Additional lifestyle changes that can help you get a good night’s sleep include:
- Creating an optimal sleep environment. Make sure that your bedroom is comfortable, cool, quiet and dark. If noise keeps you awake, try using a fan or white noise machine to block out external sounds and to create a soothing atmosphere. If light interferes with your sleep, try a sleep mask or blackout curtains.
- Thinking positively. Avoid going to bed with a negative mind set such as, “If I don’t get enough sleep tonight, how will I ever get through the day tomorrow?”
- Avoiding using your bed for anything other than sleeping. Do not watch television, eat, work or use computers in your bedroom.
- Trying to clear your mind before bed time. If you tend to worry in bed at night, write things down or make a to-do list earlier in the evening.
- Establishing a regular bedtime and a relaxing routine. Try taking a warm bath, listening to soothing music or reading before bed. Relaxation exercises, meditating and waking up at the same time each morning can also be very helpful sleep techniques.

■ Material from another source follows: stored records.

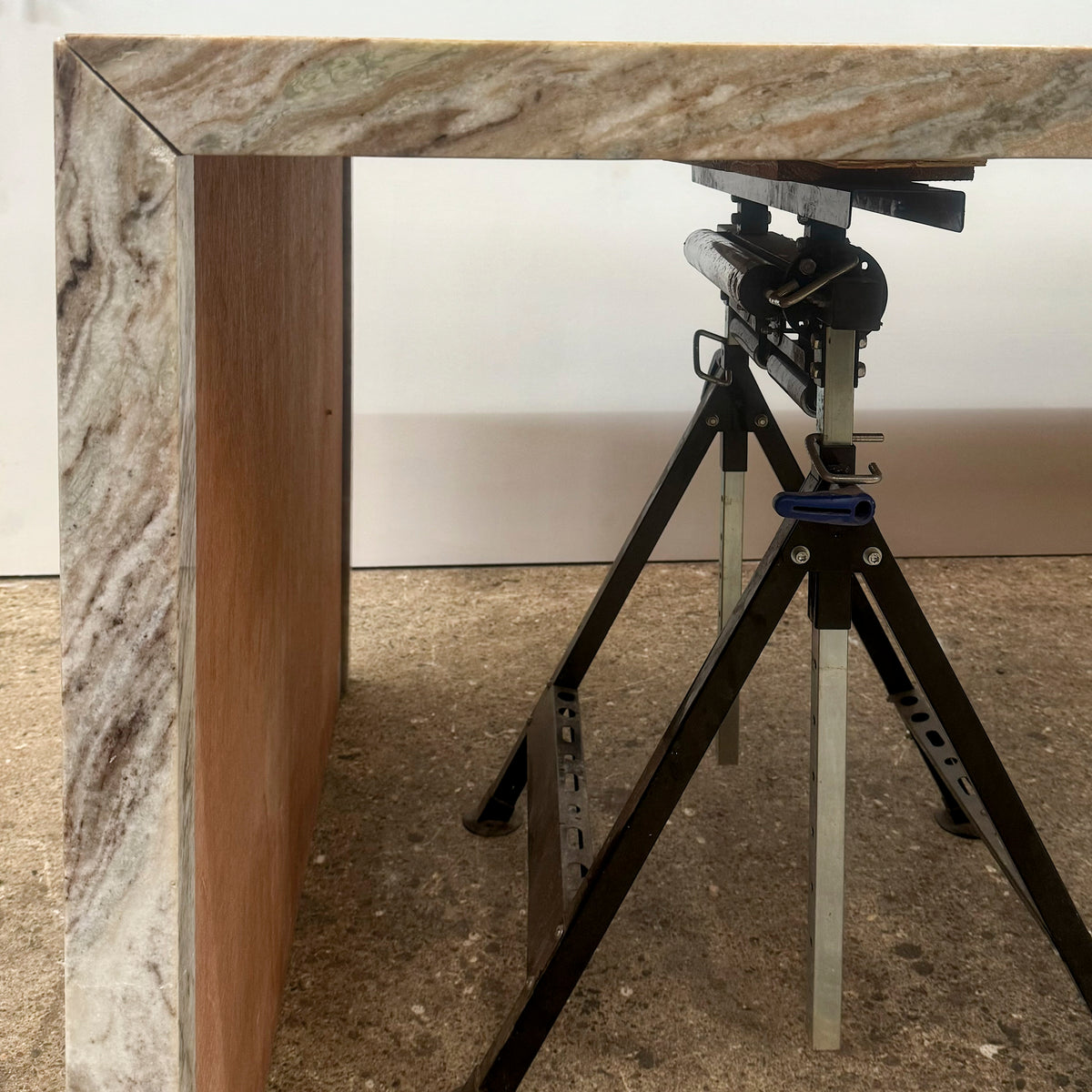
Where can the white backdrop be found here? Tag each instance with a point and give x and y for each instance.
(555, 288)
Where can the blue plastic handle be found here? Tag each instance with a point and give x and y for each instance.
(850, 508)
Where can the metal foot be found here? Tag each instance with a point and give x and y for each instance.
(490, 828)
(948, 823)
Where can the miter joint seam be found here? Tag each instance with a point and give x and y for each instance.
(121, 97)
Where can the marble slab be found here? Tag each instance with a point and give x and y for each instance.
(642, 101)
(121, 196)
(130, 114)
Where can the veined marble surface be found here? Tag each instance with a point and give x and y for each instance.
(121, 589)
(126, 109)
(541, 99)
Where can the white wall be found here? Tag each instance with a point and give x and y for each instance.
(561, 287)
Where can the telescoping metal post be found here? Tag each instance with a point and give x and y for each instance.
(830, 645)
(733, 475)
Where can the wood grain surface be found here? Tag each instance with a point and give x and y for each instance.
(268, 238)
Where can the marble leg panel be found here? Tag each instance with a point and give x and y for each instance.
(200, 348)
(126, 594)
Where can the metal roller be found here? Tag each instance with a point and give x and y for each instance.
(743, 278)
(785, 372)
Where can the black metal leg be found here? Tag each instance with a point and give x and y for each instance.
(1010, 834)
(492, 814)
(643, 816)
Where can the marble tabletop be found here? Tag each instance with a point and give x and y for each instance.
(606, 101)
(130, 114)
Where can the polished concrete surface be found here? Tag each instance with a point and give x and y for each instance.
(410, 939)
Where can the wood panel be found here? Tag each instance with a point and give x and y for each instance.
(268, 273)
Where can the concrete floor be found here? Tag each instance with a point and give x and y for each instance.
(410, 940)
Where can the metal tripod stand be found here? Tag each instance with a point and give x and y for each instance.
(830, 538)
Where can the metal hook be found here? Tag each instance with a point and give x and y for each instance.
(698, 334)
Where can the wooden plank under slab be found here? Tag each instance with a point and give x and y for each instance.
(268, 276)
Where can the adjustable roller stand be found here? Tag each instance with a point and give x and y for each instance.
(801, 309)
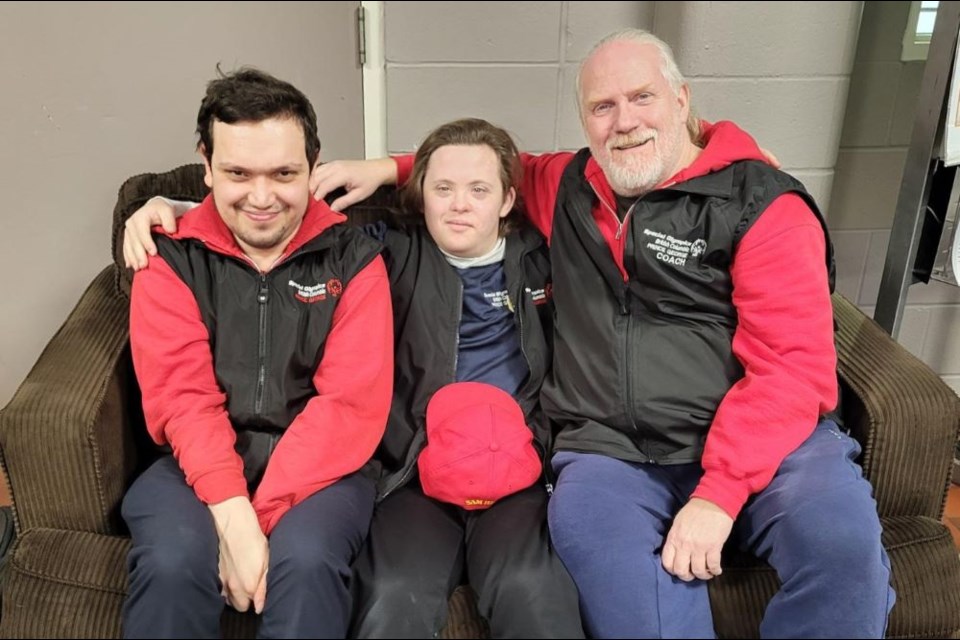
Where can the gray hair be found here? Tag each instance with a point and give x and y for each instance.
(668, 67)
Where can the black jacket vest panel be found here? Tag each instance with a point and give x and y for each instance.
(268, 331)
(641, 366)
(426, 331)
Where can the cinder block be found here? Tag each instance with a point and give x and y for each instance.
(588, 22)
(873, 269)
(941, 350)
(799, 119)
(850, 250)
(905, 107)
(870, 108)
(866, 188)
(711, 38)
(421, 98)
(881, 31)
(472, 32)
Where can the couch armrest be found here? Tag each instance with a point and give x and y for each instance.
(66, 436)
(906, 418)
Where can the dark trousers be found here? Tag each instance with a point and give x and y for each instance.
(173, 564)
(420, 549)
(816, 523)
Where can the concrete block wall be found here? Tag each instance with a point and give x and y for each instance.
(873, 149)
(782, 70)
(515, 65)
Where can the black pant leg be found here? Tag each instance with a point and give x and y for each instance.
(522, 587)
(410, 564)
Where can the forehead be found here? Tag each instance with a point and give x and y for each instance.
(274, 141)
(475, 161)
(619, 67)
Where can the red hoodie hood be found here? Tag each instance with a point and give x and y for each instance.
(725, 142)
(204, 223)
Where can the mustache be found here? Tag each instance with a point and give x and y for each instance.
(631, 139)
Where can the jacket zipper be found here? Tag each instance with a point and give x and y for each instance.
(402, 480)
(263, 295)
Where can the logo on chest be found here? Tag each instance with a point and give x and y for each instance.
(670, 250)
(316, 292)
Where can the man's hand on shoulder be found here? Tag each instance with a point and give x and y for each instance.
(137, 241)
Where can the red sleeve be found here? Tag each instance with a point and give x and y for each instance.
(541, 179)
(541, 182)
(784, 340)
(182, 402)
(339, 429)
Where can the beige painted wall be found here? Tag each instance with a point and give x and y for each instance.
(876, 135)
(94, 92)
(781, 70)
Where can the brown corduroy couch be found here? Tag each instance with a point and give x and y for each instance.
(72, 439)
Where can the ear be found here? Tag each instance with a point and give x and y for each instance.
(683, 100)
(509, 198)
(314, 181)
(207, 169)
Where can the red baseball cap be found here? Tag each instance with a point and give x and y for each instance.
(479, 447)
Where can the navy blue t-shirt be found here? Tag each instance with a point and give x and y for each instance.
(489, 348)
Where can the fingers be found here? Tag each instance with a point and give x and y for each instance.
(134, 253)
(236, 596)
(698, 566)
(260, 595)
(344, 201)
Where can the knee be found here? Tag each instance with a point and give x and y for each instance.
(307, 560)
(838, 542)
(191, 558)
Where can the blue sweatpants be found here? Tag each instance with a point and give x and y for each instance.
(816, 524)
(173, 564)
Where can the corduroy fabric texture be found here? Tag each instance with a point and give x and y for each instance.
(72, 439)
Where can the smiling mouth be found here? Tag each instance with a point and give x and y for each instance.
(634, 145)
(261, 216)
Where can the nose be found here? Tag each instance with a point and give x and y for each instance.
(261, 193)
(628, 118)
(461, 200)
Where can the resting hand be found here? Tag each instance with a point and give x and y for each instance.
(137, 241)
(771, 159)
(359, 177)
(692, 547)
(244, 553)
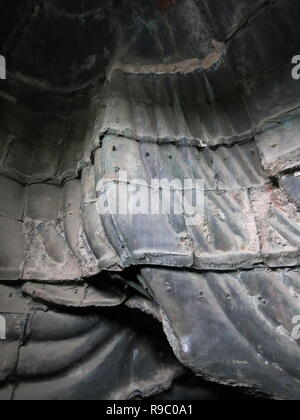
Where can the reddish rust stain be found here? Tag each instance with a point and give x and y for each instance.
(164, 5)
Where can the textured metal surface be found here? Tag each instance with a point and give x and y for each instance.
(235, 328)
(199, 90)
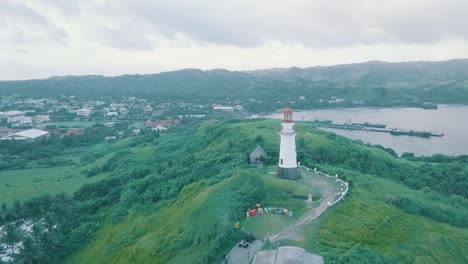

- Not watching the clock. Turn the clock around and use only an alarm for waking up. If you can’t fall asleep in 20 minutes, leave your bedroom and read or engage in a relaxing activity somewhere else until you start to feel drowsy again.
- Avoiding naps. If you are extremely sleepy, take a nap. However, limit day-time naps to less than 30 minutes at no later than 3pm.
- Avoiding stimulants (coffee, tea, soda/cola, cocoa and chocolate) and heavy meals for at least four hours before bedtime. Light carbohydrate snacks such as milk, yogurt or crackers may help you fall asleep easier.
- Avoiding alcohol and tobacco for at least four hours before bedtime and during the night.
- Exercising regularly, but not within four hours of bedtime if you have trouble sleeping.
Try to avoid the following when it is possible and makes sense for you:
- Caffeinated drinks such as soda and coffee in the late afternoon or evening
- Diet pills
- Antidepressants (these can suppress REM sleep, but never discontinue antidepressants without permission from your healthcare provider)
Sleep disorders can affect your quality of life so often and so severely that they can disrupt your thinking, weight, school and work performance, mental health and your general physical health. Common disorders like narcolepsy, insomnia, restless legs syndrome and sleep apnea prevent you from getting the long, deep sleep you need to function properly.
If you’re struggling with sleep, see your healthcare provider as soon as possible. Your health and quality of life depend on good sleep. If you regularly communicate with your doctor and you stick with a treatment plan, you can find your way to better sleep.